Is It Safe for a Child to be Vegan?
Yes. According to the position paper from the Academy of Nutrition and Dietetics, “… appropriately planned vegetarian, including vegan, diets are healthful, nutritionally adequate… These diets are appropriate for all stages of the life cycle, including pregnancy, lactation, infancy, childhood, adolescence, older adulthood, and for athletes. …”
The position paper continues to say that “…Plant-based diets are more environmentally sustainable than diets rich in animal products because they use fewer natural resources and are associated with much less environmental damage.
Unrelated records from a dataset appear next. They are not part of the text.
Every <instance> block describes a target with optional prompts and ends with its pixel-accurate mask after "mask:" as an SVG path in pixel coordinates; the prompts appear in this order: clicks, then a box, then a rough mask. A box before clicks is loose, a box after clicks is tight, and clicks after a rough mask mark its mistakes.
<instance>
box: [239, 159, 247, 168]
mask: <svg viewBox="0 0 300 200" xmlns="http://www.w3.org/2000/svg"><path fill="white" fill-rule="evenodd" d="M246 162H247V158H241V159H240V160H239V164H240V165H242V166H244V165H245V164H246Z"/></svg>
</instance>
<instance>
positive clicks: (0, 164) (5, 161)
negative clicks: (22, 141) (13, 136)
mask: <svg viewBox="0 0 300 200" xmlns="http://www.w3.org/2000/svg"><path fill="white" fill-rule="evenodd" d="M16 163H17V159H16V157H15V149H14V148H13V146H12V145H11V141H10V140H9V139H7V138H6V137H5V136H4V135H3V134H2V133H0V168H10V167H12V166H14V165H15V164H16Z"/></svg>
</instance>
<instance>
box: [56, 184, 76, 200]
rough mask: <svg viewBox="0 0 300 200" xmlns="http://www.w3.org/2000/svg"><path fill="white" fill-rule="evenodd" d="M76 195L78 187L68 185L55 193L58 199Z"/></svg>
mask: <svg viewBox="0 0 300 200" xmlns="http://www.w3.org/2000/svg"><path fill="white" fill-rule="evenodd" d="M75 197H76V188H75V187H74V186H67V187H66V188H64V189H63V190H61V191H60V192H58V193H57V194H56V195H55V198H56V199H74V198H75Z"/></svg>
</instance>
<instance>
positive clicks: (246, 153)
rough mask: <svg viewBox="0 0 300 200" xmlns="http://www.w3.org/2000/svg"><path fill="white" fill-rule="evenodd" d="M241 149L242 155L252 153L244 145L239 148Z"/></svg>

Vegetarians and vegans are at reduced risk of certain health conditions, including ischemic heart disease, type 2 diabetes, hypertension, certain types of cancer, and obesity. Low intake of saturated fat and high intakes of vegetables, fruits, whole grains, legumes, soy products, nuts, and seeds (all rich in fiber and phytochemicals) are characteristics of vegetarian and vegan diets that produce lower total and low-density lipoprotein cholesterol levels and better serum glucose control. These factors contribute to reduction of chronic disease. …”
Therefore, by properly planning a diet for a child ensuring they have adequate sources of iron, Vitamin B12, zinc, calcium, and vitamin D to name a few, it is very possible for a child to be completely nourished on plant-based, vegan products alone.